SEZIONE PRIMA CIVILE

Composta dagli Ill.mi Sigg.ri Magistrati:

Dott. CAMPANILE Pietro – Presidente –

Dott. PARISE Clotilde – Consigliere –

Dott. CAIAZZO Rosario – Consigliere –

Dott. PAZZI Alberto – Consigliere –

Dott. CONTI Roberto Giovanni – rel. Consigliere –

ha pronunciato la seguente:

ORDINANZA

sul ricorso 12609/2019 proposto da:

M.S., rappresentato e difeso dall’avvocato Lanzilao Marco,

ed elettivamente domiciliato presso il suo studio in Roma, Viale

Angelico n. 38;

– ricorrente –

contro

MINISTERO DELL’INTERNO, in persona del Ministro p.t., rappresentato e

difeso dall’Avvocatura generale dello Stato, con domicilio legale in

Roma, via dei Portoghesi, n. 12;

– controricorrente –

avverso la sentenza n. 100/2019 della CORTE D’APPELLO di

CALTANISSETA, depositata il 18/02/2019;

udita la relazione della causa svolta nella Camera di consiglio del

26/11/2020 da Dott. CONTI ROBERTO GIOVANNI.

 

Fatto

FATTI DI CAUSA

M.S., di nazionalità del (OMISSIS), ha proposto innanzi al tribunale di Caltanissetta domanda di riconoscimento dello status di rifugiato, sussidiaria e umanitaria, impugnando il provvedimento di rigetto adottato dalla Commissione territoriale.

La Corte di appello di Caltanissetta, confermando la decisione di primo grado, ha escluso la fondatezza delle censure proposte dal M., osservando che il racconto del richiedente non rientrava in alcune delle ipotesi previste per il riconoscimento della protezione sussidiaria, tenuto conto dei dubbi in ordine alla veridicità del racconto reso, già mostrati dalla Commissione. Secondo la Corte di appello, infatti, non erano credibili le dichiarazioni in ordine alle motivazioni che avevano spinto il ricorrente ad abbandonare il proprio paese per sottrarsi alla vendetta dei familiari di un giovane al quale aveva provocato lesioni gravissime in conseguenza di una lite. Nemmeno potevano dirsi esistenti i presupposti di gravità di un conflitto armato tale da generare una situazione di violenza indiscriminata rispetto alla regione di provenienza – Punjab, desumendosi dalle fonti internazionali riguardanti tale zona- rapporto EASO 2017 e relazione IGC – l’esistenza di tensioni non di tale gravità e frequenza elevata da giustificare il riconoscimento della protezione sussidiaria.

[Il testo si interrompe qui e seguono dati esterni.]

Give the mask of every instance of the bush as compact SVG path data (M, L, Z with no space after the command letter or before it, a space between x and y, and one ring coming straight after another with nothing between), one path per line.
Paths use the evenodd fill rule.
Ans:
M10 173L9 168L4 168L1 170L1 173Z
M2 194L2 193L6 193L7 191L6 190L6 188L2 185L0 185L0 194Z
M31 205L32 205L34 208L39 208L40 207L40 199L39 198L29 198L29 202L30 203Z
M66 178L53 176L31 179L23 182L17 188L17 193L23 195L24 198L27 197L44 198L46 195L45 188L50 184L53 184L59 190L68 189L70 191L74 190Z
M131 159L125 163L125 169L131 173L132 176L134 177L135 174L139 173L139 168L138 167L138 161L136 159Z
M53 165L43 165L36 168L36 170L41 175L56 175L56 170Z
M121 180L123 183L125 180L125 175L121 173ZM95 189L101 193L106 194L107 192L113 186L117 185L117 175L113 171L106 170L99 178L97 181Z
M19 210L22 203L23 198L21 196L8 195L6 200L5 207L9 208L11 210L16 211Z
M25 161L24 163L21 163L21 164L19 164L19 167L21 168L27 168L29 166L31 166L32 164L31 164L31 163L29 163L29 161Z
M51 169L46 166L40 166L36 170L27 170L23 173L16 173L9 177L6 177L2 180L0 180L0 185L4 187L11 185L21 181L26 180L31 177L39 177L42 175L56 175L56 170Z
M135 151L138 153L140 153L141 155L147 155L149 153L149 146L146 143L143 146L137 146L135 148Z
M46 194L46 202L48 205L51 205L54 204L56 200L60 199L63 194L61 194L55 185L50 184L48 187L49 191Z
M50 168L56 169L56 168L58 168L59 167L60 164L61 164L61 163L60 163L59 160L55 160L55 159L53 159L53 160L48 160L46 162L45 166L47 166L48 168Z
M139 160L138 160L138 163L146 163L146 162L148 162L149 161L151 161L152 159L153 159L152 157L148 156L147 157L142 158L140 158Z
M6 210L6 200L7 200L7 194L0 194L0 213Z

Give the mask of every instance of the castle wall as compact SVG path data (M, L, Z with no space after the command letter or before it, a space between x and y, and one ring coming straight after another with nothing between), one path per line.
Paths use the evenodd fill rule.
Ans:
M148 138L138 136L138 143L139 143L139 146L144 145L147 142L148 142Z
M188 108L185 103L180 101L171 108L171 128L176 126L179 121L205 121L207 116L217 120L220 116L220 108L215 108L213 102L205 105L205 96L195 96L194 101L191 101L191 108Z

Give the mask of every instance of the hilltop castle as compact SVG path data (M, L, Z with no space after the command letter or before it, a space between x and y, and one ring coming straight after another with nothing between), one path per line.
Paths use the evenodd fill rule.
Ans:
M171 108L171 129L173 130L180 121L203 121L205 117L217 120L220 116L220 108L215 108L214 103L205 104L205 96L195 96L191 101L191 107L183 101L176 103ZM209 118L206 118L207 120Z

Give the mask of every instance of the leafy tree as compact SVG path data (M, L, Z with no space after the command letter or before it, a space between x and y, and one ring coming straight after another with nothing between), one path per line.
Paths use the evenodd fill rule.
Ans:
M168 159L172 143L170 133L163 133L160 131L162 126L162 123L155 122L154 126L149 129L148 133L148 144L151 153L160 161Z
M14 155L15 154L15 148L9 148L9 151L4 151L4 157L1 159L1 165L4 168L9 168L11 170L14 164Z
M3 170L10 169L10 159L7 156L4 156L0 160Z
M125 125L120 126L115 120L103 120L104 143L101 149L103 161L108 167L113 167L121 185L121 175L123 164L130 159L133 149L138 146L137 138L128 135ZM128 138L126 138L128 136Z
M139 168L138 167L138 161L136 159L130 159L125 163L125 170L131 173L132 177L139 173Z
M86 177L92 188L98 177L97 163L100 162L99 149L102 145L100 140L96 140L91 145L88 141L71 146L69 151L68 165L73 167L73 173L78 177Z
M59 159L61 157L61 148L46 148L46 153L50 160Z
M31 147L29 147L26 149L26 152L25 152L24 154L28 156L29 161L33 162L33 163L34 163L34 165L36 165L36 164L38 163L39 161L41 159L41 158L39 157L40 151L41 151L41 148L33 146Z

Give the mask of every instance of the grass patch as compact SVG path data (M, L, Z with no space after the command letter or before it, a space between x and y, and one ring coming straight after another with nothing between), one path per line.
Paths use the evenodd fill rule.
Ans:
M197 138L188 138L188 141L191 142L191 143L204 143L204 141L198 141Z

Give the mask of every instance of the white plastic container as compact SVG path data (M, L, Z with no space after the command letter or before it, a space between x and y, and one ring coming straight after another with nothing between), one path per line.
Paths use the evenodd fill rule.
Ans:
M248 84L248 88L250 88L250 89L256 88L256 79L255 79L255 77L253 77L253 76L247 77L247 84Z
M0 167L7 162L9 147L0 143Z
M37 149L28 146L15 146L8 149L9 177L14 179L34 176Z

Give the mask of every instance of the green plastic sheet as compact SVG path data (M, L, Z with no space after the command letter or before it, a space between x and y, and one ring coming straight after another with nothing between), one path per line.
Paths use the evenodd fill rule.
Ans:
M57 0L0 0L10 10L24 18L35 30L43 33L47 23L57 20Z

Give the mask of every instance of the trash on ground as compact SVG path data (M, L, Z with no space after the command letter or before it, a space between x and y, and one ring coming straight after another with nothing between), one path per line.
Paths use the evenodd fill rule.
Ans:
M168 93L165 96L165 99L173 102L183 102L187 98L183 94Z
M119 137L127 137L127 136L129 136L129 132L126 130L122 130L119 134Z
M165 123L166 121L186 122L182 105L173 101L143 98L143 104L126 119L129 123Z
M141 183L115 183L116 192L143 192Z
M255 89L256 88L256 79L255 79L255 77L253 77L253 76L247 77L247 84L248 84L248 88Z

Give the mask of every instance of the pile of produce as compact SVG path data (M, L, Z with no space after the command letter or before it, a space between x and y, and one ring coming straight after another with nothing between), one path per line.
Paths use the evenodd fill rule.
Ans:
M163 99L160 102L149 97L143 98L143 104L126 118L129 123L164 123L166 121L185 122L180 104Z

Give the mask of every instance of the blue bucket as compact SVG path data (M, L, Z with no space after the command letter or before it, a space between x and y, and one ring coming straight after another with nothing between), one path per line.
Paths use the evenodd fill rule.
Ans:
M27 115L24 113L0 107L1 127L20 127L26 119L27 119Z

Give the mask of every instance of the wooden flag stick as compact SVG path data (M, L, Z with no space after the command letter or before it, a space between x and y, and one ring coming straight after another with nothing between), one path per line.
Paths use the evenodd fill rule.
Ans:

Analoghe conclusioni andavano espresse con riguardo alla richiesta di permesso umanitario, tenuto conto della non credibilità del racconto del richiedente e dell’assenza dei rispettivi presupposti, avuto riguardo alla condizione oggettiva del Paese di origine e alle condizioni personali del richiedente e al livello di integrazione dello straniero nel tessuto sociale italiano.

Il ricorrente ha proposto ricorso per cassazione, affidato a tre motivi, al quale ha resistito con controricorso il Ministero dell’Interno.

Diritto

RAGIONI DELLA DECISIONE

Con il primo motivo si deduce l’omesso o erroneo esame delle dichiarazioni rese dal ricorrente alla commissione territoriale. Secondo il ricorrente la Corte di appello avrebbe errato nel considerare che dalle dichiarazioni rese non era possibile individuare una delle ipotesi di concessione della protezione internazionale, avendo le stesse come sfondo la situazione violenta del paese. Sicchè tali dichiarazioni non sarebbero state correttamente percepite nel loro reale significato, nè il giudicante di merito avrebbe inteso la reale valenza del racconto.

Con il secondo motivo si deduce la violazione del D.Lgs. n. 251 del 2007, art. 14, l’omesso esame delle fonti informative, la contraddittorietà tra le fonti citate peraltro non attualizzate, nonchè la violazione dell’art. 10 Cost.. La Corte di appello non avrebbe fatto un uso accorto delle fonti informative indicate, tralasciando totalmente una serie di problematiche invece rilevanti in ordine alla situazione del Pakistan che, se avesse esaminato, avrebbero condotto la Corte di appello a riconoscere quanto meno la protezione sussidiaria, per la quale il rischio di minaccia grava andrebbe correlato non alla persona del richiedente, ma alla situazione oggettiva in cui si sarebbe trovato lo stesso al momento del rientro in patria.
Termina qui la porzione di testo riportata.